Young’s studio process in generating these combinations is specific and considered. Thousands of found images – including stock photographs, landscapes and nudes – are fed into a computer, which applies predetermined Photoshop filters through batch processing. The ‘automatic’ composites that result are then assessed and selections made: ‘The choice of an image to paint, out of thousands blindly transformed by the computer, relies on a certain sentiment.’ This emotive variable, the resonance that catches the artist’s eye, is, according to Young, intended to deliver ‘abstracted works for an age that prides itself in forgetfulness’.
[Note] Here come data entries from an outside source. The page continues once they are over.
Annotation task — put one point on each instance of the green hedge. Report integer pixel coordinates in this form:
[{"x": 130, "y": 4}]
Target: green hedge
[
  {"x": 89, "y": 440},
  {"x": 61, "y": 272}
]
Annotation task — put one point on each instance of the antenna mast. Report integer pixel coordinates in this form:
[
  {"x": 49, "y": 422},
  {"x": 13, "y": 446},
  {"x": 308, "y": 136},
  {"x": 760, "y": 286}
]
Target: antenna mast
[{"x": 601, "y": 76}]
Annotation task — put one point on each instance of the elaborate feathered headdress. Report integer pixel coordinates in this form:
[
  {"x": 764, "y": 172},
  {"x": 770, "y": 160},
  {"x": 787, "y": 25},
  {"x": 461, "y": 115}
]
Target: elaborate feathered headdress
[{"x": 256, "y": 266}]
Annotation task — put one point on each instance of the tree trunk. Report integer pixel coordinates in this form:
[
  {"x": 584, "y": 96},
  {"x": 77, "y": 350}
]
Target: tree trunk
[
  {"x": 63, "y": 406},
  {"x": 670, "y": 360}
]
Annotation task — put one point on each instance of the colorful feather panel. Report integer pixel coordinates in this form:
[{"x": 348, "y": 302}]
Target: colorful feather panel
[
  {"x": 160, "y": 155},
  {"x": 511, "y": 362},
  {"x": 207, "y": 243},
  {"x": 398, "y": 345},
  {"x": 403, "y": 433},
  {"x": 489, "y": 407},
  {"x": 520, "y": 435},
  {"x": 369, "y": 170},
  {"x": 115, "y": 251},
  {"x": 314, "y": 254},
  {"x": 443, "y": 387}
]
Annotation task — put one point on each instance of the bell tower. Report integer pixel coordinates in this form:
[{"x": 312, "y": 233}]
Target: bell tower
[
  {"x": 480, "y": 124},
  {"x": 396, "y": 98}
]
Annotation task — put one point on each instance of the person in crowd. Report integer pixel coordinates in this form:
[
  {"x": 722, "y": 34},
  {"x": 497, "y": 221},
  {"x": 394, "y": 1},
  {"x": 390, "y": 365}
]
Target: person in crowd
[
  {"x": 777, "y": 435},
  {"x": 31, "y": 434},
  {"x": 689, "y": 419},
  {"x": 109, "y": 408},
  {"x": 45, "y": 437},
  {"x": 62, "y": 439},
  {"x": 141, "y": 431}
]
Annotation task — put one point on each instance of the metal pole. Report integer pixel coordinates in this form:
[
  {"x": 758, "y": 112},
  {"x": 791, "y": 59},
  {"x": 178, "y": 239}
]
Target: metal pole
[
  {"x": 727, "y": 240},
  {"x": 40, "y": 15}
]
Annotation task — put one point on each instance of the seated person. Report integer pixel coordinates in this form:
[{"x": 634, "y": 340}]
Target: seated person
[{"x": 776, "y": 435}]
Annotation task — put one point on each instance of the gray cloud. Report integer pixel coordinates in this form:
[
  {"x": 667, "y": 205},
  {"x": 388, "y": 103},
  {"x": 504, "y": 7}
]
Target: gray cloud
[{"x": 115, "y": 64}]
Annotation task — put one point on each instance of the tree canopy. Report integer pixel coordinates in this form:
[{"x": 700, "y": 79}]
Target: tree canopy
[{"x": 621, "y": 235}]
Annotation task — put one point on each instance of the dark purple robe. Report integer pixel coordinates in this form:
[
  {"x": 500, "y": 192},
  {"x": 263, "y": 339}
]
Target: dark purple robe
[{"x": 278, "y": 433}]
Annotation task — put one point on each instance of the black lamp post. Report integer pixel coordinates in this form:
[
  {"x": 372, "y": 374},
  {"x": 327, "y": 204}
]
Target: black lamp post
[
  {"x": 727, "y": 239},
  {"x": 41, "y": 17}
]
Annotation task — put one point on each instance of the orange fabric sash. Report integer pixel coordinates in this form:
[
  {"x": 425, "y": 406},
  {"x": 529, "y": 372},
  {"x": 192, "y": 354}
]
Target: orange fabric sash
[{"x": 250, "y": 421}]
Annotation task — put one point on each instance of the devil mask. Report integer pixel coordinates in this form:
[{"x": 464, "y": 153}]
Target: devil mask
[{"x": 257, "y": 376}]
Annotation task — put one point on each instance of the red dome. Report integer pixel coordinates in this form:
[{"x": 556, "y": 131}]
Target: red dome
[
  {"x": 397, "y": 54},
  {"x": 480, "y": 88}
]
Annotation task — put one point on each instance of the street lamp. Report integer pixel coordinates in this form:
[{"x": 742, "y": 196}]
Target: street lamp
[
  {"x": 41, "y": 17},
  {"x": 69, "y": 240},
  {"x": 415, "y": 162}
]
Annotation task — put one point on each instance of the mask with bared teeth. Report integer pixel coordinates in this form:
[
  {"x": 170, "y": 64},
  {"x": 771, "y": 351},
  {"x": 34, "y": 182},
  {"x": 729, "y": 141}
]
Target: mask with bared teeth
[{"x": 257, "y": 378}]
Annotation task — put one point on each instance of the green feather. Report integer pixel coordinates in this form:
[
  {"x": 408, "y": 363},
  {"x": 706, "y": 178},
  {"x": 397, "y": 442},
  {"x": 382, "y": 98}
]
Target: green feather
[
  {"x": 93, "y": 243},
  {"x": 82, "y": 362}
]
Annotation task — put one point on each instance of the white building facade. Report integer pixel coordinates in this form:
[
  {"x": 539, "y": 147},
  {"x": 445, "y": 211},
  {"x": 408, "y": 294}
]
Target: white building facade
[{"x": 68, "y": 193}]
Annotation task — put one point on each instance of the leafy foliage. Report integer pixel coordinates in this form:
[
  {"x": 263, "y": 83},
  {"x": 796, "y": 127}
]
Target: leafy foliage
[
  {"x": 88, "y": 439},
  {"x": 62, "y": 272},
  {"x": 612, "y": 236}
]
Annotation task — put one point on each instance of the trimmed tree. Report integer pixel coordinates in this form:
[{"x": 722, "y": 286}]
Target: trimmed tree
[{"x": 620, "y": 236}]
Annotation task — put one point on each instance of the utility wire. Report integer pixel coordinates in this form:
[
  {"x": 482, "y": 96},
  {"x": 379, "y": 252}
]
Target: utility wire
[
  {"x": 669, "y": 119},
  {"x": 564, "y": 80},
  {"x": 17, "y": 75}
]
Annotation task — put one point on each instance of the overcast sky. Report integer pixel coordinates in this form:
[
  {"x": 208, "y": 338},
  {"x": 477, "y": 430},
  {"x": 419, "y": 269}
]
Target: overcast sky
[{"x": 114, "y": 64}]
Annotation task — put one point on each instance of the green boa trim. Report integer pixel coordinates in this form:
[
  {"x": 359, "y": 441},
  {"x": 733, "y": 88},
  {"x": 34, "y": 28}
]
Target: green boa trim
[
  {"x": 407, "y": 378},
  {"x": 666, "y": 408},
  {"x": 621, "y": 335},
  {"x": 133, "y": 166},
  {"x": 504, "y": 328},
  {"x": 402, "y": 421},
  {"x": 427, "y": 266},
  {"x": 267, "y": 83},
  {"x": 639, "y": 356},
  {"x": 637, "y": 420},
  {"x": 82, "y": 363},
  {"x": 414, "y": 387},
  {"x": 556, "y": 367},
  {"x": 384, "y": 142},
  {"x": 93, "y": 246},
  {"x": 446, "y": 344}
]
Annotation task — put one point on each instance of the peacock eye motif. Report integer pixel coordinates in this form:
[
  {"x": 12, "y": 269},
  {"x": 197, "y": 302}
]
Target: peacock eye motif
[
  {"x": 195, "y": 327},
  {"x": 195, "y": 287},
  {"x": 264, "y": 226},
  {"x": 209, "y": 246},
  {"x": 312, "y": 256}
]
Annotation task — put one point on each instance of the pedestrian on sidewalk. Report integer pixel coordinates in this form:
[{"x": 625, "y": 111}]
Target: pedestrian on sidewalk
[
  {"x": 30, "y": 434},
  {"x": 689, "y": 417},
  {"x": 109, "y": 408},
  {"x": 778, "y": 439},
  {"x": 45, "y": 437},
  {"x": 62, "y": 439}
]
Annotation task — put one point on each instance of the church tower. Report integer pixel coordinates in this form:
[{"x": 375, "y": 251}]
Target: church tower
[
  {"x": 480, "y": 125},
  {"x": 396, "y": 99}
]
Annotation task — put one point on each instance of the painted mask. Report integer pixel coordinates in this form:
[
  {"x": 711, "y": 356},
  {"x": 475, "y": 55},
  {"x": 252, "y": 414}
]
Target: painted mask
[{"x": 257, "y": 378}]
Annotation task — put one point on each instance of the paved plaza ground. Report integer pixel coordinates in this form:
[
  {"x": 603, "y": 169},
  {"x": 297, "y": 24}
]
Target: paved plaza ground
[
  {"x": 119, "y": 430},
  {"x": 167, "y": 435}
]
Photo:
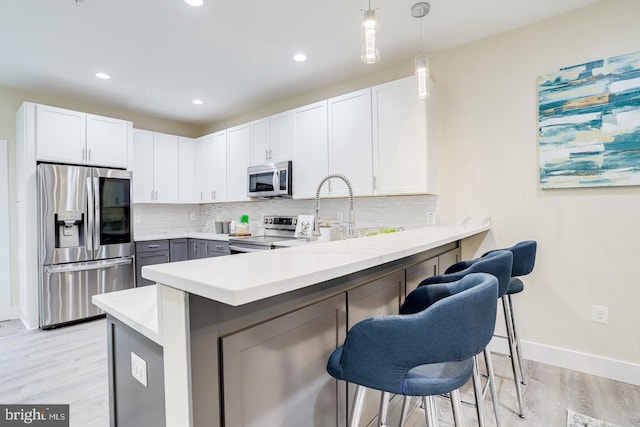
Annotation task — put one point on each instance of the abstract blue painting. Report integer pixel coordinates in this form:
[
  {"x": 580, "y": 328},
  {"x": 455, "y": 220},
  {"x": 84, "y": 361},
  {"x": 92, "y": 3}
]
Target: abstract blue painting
[{"x": 589, "y": 124}]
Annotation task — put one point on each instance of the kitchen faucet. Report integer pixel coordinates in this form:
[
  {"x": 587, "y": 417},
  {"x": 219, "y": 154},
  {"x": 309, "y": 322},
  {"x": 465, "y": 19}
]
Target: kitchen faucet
[{"x": 352, "y": 218}]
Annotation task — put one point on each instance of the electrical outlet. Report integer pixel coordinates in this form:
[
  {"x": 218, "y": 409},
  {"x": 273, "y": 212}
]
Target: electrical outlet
[
  {"x": 139, "y": 369},
  {"x": 600, "y": 314},
  {"x": 431, "y": 218}
]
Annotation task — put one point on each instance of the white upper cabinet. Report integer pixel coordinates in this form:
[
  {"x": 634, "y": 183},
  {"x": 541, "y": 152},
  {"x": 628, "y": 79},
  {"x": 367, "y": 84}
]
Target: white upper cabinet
[
  {"x": 186, "y": 170},
  {"x": 403, "y": 162},
  {"x": 350, "y": 149},
  {"x": 239, "y": 156},
  {"x": 107, "y": 141},
  {"x": 310, "y": 149},
  {"x": 155, "y": 170},
  {"x": 68, "y": 136},
  {"x": 271, "y": 139}
]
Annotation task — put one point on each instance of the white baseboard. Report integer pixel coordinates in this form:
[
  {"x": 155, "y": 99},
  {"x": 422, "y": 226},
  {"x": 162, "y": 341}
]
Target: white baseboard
[{"x": 613, "y": 369}]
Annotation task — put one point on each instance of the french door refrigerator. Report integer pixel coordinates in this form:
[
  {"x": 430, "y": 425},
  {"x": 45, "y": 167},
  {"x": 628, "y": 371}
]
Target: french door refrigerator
[{"x": 85, "y": 239}]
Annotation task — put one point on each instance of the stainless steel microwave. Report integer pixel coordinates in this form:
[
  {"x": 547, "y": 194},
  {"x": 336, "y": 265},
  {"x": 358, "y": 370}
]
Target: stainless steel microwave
[{"x": 270, "y": 180}]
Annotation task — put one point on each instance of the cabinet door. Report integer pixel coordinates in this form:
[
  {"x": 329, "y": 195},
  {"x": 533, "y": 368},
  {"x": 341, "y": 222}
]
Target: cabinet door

Here we are not far from the ‘canned chance’ of Marcel Duchamp or the automatic generative Minimalism of Sol LeWitt and John Cage. Indeed, as Daniel Palmer identifies in the catalogue essay for the exhibition, the work is inspired by ‘Minimalist composers such as John Adams, from whose Naïve and Sentimental Music (1997–8) the shows title is borrowed (itself derived from Friedrich von Schiller’s 1795 essay “On Naive and Sentimental Poetry”)’. Young adds a further borrowing to this passage of emotively driven likenesses and harmonies, in which the mechanical overtones of his pursuit should not be seen as lessening the degree of feeling.
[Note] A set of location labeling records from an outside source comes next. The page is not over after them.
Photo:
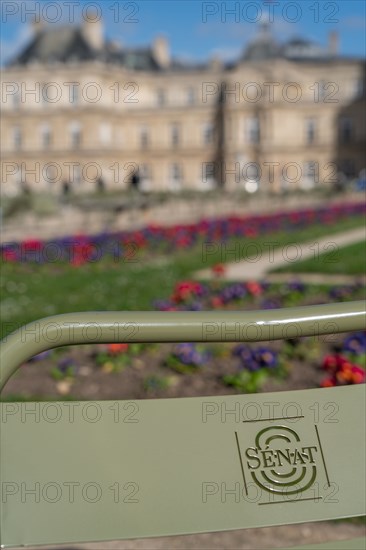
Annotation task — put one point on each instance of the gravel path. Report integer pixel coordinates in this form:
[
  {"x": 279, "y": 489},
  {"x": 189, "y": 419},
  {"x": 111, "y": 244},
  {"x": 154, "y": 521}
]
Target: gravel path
[
  {"x": 265, "y": 258},
  {"x": 286, "y": 536}
]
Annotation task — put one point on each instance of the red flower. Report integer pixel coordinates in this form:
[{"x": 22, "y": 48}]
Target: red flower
[
  {"x": 254, "y": 288},
  {"x": 327, "y": 383},
  {"x": 219, "y": 270}
]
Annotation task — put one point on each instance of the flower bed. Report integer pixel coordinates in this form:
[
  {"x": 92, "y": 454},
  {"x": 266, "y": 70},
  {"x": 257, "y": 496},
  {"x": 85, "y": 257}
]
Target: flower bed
[{"x": 80, "y": 249}]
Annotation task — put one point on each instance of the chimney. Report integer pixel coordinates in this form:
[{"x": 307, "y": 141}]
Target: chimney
[
  {"x": 160, "y": 51},
  {"x": 93, "y": 30},
  {"x": 37, "y": 24},
  {"x": 333, "y": 43}
]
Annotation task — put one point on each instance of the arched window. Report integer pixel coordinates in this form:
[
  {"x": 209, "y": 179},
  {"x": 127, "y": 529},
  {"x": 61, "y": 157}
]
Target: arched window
[
  {"x": 46, "y": 136},
  {"x": 75, "y": 134}
]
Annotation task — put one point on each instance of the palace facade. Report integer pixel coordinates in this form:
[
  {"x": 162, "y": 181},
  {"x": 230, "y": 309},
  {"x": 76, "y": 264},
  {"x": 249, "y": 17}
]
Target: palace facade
[{"x": 79, "y": 109}]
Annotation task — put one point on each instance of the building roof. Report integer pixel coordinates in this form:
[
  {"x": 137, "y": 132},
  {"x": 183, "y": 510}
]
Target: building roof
[{"x": 68, "y": 44}]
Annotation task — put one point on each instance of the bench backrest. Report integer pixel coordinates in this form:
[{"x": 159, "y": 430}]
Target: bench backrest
[{"x": 81, "y": 471}]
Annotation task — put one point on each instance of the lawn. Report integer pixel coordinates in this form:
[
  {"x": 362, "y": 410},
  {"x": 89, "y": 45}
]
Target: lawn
[
  {"x": 30, "y": 291},
  {"x": 350, "y": 260}
]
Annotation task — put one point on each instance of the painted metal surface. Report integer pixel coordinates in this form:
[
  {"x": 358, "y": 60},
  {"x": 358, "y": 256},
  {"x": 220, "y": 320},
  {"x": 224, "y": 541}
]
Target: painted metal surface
[
  {"x": 93, "y": 471},
  {"x": 182, "y": 326}
]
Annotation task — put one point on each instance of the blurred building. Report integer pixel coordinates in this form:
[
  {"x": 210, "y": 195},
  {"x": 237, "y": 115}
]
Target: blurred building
[{"x": 79, "y": 109}]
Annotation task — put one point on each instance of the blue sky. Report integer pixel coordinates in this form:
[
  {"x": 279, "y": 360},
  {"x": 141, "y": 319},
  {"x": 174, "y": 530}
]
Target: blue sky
[{"x": 195, "y": 29}]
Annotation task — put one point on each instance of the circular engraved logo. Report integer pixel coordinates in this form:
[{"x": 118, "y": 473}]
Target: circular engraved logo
[{"x": 279, "y": 463}]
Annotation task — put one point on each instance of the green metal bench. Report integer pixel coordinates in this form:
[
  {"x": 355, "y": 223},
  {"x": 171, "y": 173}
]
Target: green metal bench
[{"x": 79, "y": 471}]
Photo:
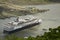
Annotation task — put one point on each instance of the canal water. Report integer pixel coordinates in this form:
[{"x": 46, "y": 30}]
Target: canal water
[{"x": 50, "y": 19}]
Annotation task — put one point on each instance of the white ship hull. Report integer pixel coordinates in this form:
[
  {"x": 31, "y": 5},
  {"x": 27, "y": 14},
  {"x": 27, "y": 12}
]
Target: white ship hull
[{"x": 22, "y": 26}]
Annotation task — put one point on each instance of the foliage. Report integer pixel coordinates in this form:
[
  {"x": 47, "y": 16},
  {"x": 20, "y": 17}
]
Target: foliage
[{"x": 53, "y": 34}]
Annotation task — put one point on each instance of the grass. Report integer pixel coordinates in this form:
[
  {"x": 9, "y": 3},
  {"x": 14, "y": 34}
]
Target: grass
[{"x": 53, "y": 34}]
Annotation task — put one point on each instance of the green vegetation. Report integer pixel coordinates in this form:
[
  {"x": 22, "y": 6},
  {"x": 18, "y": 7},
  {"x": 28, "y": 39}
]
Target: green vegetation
[{"x": 53, "y": 34}]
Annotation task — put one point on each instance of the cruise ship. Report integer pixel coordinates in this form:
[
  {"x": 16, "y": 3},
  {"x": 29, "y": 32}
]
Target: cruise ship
[{"x": 22, "y": 22}]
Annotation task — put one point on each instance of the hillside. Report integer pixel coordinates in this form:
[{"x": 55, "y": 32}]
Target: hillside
[{"x": 29, "y": 2}]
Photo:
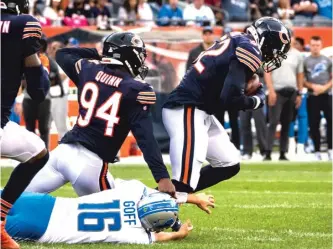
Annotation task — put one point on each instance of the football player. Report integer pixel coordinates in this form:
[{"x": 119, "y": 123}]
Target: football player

While the sheer speed and anonymity of information flow are the hallmarks of digital media, Young exploits the ‘forgetfulness’ that these generate by allowing the haunting absence of the signified to be compensated by an over-fullness of signification, a kind of distillation of sentiment. We revel in the luxury of the Morris Louis-/Gerhard Richter-influenced abstract work Kulu V, Winter, as we might at the Kulu Bay Resort in Fiji on which it is possibly (but not significantly) based; we can read Sandro Botticelli, Elizabeth Peyton and Virginia Woolf into The Triumph of Clarity over Anger, Autumn but are not beholden to these points of reference. In Young’s approach paint is celebrated as the bastard medium par excellence, here enhanced through technology, employed in the evincing of that ‘certain sentiment’ we long for. Or more exactly: Young draws our attention to the code-shifting, mix-making procedures that were culturally always already around us but which now find increased opportunity in the digital age and which make manifest but forget the origin of an imprecise, ambient but compelling emotion.